The Problem With Alex De Vries and the Media

The Problem With Alex De Vries and the Media

It isn’t really Alex De Vries’s fault. There will always be someone willing to exaggerate and there will always be media who will publish those exaggerations.

The funny thing isn’t really Alex De Vries blatant lying, it’s the media’s willingness to skip doing the research when a story already fits. Alex De Vries credentials sound good. Something about a university and the Netherlands. That must be iron clad.

And their readers want to read how bad bitcoin is. Alex De Vries can help.

After 10 years of helping the mainstream media scare old people with bitcoin stories, Alex De Vries was recently quoted on how horribly much energy AI data centers use. Yes, Alex has found a new income stream. When you get quoted you also get to earn money from online appearances, from conferences, speaking and the like.

Suddenly this guy in Holland is the expert on AI data centers. Not the many CEOs and researchers working in the field?

No, this guy, who’s always been quoted about how horribly terrible Bitcoin is in every mainstream media outlet all around the world, is now being quoted on AI data centers. Because what Alex says fits what the reporter wants to print.

Not because Alex actually is an expert on the field. But because he is willing to say the most outrageous things about Bitcoin, and now also about AI data centers.

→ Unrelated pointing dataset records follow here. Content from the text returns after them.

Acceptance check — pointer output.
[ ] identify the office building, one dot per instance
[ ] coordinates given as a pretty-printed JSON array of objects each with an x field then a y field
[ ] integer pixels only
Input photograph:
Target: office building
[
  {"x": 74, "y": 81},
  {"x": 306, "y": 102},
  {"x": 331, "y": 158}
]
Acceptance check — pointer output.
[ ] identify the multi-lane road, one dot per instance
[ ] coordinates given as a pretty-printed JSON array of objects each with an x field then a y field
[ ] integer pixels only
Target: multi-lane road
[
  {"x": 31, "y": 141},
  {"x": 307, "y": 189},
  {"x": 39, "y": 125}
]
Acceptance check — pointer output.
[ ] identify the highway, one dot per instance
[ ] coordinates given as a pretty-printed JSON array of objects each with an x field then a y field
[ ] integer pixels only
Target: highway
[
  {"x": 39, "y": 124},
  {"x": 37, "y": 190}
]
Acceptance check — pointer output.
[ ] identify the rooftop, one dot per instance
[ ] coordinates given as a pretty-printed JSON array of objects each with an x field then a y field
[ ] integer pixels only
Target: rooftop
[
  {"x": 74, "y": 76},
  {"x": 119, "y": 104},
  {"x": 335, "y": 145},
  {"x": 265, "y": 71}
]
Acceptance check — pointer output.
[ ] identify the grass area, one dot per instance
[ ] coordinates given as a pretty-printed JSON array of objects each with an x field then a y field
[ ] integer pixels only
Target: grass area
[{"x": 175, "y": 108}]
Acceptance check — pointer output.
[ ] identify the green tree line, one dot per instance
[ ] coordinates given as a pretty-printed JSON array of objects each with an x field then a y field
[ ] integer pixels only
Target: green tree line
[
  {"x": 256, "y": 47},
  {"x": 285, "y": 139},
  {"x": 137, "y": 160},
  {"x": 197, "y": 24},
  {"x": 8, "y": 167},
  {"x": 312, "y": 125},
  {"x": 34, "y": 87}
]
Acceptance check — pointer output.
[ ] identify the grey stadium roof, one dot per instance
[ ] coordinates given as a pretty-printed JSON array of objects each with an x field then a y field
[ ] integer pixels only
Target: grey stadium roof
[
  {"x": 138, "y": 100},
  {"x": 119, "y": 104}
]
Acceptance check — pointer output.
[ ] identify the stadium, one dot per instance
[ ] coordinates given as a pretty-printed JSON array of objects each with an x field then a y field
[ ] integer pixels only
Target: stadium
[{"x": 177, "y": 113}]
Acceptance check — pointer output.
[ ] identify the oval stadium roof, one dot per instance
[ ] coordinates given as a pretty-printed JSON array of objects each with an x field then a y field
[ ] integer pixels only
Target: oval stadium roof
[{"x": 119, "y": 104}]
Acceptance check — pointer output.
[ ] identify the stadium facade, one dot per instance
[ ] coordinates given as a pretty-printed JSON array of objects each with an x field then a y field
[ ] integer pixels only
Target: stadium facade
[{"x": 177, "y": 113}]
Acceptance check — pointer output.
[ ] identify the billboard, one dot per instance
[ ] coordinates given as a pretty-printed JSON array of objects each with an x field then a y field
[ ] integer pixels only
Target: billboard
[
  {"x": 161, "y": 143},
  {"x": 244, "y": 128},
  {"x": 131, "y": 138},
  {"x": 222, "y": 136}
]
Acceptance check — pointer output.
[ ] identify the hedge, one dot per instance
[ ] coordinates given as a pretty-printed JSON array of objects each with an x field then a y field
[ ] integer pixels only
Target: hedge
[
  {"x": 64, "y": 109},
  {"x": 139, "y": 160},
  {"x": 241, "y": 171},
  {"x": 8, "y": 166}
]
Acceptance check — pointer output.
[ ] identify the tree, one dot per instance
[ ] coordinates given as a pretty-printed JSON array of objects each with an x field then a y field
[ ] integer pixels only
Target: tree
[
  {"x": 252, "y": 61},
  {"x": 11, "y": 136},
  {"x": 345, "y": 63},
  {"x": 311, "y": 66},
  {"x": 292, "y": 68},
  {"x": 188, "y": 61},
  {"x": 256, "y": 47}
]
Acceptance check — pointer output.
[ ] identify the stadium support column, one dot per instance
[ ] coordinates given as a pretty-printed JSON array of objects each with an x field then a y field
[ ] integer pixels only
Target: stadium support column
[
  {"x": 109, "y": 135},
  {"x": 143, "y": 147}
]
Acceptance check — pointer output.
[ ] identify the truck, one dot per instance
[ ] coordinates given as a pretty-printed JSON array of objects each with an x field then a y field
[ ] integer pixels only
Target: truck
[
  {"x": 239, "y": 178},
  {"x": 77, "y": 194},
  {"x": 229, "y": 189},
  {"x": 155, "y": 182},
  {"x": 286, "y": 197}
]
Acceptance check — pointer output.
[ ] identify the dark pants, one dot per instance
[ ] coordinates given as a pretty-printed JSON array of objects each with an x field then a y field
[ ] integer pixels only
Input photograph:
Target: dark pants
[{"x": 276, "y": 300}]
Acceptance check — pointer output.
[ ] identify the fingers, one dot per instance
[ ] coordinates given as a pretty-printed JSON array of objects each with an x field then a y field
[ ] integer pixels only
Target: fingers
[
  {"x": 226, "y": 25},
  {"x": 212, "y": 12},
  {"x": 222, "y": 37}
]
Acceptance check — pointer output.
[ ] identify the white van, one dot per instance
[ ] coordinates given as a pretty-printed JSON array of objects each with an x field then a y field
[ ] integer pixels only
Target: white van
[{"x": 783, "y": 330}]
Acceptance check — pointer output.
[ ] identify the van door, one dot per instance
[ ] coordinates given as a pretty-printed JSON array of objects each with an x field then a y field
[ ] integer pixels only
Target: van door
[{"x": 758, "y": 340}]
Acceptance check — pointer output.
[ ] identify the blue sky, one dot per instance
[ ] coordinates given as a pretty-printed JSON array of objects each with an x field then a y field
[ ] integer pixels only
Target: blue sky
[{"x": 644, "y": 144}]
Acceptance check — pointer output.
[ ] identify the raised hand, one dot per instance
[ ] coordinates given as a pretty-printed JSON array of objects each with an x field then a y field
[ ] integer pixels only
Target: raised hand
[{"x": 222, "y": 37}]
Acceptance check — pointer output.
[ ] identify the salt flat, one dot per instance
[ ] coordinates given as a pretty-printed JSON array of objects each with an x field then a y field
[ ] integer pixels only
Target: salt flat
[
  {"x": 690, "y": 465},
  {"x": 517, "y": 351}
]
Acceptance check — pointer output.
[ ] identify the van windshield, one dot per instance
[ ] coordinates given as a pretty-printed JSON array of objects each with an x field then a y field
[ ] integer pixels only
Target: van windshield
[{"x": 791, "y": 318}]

Next up, we will probably see Alex De Vries becoming an expert in robot, space exploration and fusion energy. Well, as long as he says the craziest things about the future the mainstream media will proclaim him the expert.

It does not matter if it’s true, it sounds like news. The readers cannot check the facts, so the mainstream media outlets can continue publishing the same nonsense “warning” content year after year. And they wonder why their readerships are declining…

Mainstream media have no problem publishing a title like “Technology X will boil the oceans and kill us all” — as long as it’s someone else saying it, and they can quote them. Then it does not have to be true.

The news outlet’s editors cannot fathom the long tail effect, the so called Gell-Amnesia Effect; that’s what happens when a reader discovers he or she knows more about the subject than the reporter. And that the reporter is wrong.

Over the long run more and more people discover this discrepance. The mainstream media tries to cater to their older audiences, printing bs like “technology X is bad”, because it makes the old readers feel well. They can think “I told you so”.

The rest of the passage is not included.